Speaking of endings, Cambridge Analytica and its related companies shut down this week, the continued fallout of the revelation months ago that the company had improperly acquired the data of up to 87 million Facebook users in the lead-up to the 2016 presidential election. And your time with your Twitter password has hopefully come to and as well; you'll want to change it, since the company stored them in plaintext on internal logs.

We also took a look at a breakthrough in the famously clever Rowhammer attack, which takes advantage of how memory chips leak electricity, that now lets it remotely compromise some Android smartphones. Nigerian email scammers are doing better than ever, thanks to cleverly targeting small businesses. And we separated the hype from the helpful in AI's role in cybersecurity.

And there's more! As always, we’ve rounded up all the news we didn’t break or cover in depth this week. Click on the headlines to read the full stories. And stay safe out there.

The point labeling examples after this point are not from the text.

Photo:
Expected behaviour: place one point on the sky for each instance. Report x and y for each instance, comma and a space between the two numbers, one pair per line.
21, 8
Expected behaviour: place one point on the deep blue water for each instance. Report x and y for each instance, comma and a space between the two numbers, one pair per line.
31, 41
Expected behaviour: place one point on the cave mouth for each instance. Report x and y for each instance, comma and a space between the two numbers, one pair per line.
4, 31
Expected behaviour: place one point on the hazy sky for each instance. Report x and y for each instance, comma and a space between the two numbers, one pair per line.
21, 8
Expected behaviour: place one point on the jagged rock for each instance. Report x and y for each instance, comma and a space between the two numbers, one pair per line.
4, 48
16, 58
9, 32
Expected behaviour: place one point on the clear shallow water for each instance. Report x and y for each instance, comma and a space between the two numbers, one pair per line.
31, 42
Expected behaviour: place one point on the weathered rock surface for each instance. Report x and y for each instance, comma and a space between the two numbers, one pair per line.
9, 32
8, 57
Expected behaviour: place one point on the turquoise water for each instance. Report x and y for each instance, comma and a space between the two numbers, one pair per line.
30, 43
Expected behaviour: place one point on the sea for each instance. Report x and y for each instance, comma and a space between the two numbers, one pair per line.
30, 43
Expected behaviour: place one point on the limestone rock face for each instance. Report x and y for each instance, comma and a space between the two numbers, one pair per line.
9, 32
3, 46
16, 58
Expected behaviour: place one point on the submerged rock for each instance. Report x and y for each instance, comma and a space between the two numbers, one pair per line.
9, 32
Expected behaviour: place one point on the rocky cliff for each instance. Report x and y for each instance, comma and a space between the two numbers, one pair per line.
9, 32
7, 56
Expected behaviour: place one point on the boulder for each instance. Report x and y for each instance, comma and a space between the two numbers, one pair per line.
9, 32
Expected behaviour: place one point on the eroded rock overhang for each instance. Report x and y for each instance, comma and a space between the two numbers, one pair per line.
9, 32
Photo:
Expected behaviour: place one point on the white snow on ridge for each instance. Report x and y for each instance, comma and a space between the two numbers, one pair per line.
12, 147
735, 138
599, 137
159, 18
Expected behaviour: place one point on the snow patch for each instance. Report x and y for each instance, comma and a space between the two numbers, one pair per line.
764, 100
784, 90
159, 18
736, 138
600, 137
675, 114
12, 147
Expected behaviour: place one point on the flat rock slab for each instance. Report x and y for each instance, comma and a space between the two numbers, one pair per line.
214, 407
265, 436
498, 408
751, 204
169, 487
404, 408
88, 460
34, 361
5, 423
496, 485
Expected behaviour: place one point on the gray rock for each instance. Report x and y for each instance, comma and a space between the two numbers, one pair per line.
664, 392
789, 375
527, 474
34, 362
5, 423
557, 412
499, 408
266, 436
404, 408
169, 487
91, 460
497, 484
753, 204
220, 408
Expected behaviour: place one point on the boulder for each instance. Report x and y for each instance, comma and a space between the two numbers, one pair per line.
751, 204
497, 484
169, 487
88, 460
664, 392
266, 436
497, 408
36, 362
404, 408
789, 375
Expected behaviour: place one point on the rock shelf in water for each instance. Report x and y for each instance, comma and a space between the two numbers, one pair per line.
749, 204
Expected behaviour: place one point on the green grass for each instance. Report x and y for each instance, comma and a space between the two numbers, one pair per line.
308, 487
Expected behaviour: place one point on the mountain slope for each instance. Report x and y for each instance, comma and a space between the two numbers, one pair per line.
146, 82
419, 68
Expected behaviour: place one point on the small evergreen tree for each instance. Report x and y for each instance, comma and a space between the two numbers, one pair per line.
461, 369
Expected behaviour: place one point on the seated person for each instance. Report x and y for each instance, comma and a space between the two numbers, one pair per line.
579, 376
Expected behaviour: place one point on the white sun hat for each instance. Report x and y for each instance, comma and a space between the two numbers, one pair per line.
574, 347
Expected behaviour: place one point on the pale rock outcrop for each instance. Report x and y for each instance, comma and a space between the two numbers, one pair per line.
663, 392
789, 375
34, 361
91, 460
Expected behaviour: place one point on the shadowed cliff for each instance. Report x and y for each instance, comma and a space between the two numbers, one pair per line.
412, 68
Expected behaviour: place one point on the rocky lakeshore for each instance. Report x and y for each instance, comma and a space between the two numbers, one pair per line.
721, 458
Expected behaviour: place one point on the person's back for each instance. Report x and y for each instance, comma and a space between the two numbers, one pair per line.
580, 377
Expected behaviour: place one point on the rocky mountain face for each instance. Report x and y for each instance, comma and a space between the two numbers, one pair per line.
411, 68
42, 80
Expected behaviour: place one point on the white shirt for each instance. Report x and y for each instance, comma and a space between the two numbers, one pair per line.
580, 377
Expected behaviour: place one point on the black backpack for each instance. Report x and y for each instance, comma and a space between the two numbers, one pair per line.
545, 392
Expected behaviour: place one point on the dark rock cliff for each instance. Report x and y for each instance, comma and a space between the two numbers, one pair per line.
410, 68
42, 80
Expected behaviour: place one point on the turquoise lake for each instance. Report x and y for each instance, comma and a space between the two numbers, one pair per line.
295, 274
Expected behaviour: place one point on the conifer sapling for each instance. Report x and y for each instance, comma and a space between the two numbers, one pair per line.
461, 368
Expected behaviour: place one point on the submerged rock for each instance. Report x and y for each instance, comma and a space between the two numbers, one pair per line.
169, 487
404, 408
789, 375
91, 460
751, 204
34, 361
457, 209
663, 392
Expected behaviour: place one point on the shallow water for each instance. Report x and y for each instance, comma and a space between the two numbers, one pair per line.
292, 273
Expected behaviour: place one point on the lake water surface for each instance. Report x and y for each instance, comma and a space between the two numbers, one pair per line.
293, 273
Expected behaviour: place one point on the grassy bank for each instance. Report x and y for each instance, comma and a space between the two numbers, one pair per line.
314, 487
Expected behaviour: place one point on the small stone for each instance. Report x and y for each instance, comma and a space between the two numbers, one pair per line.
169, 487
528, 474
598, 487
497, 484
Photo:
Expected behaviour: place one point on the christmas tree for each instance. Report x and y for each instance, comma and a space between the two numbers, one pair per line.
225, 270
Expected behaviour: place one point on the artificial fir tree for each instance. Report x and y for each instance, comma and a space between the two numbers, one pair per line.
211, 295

More than two years ago, we took a look at how consumer drones were increasingly going to pose a security threat. We did not, though, predict that they would be used to swarm a hostage rescue team, as reportedly happened last winter in an unspecified US city. The drones surrounded and took "high-speed low passes" at the agents, according to a report in Defense One, and also surveilled them, meaning the criminals could not only disrupt their actions, but monitor them, both from afar. That type of counter-surveillance has turned out to be one of the top illicit uses of drones, which at least beats some of the more violent alternatives.

Two of the absolute best genres of story—beating the lottery and exploiting pseudo-random-number-generators—collide in one terrific New York Times feature. We won't get into many more details here, since the joy is in discovery, but it's well worth taking the time to read through this $16.5 million mystery.

As a country that exists in relative isolation from the rest of the world, North Korea has to rely on more homegrown technologies than most. That includes its SiliVaccine antivirus software, which has two particularly interesting traits. First, it appears to largely rip off decade-old antivirus software from Japanese company TrendMicro. Next, the sample that research firm Check Point analyzed came bundled with malware, which sort of defeats the purpose.

For years, people who live under oppressive regimes have benefited from a technique called domain fronting to route their traffic around censors. It works by hiding traffic inside encrypted connections to CDNs or other major internet services. Encrypted messaging service Signal, in particular, had used Amazon and Google cloud services to enable users in countries like Egypt and Iran to continuing to use it unimpeded. Now, though, those internet giants have tamped down on the service; Amazon even threatened to suspend Signal's account if it continued. It's unclear what recourse people have now; Signal, at least, hasn't yet come up with a workaround.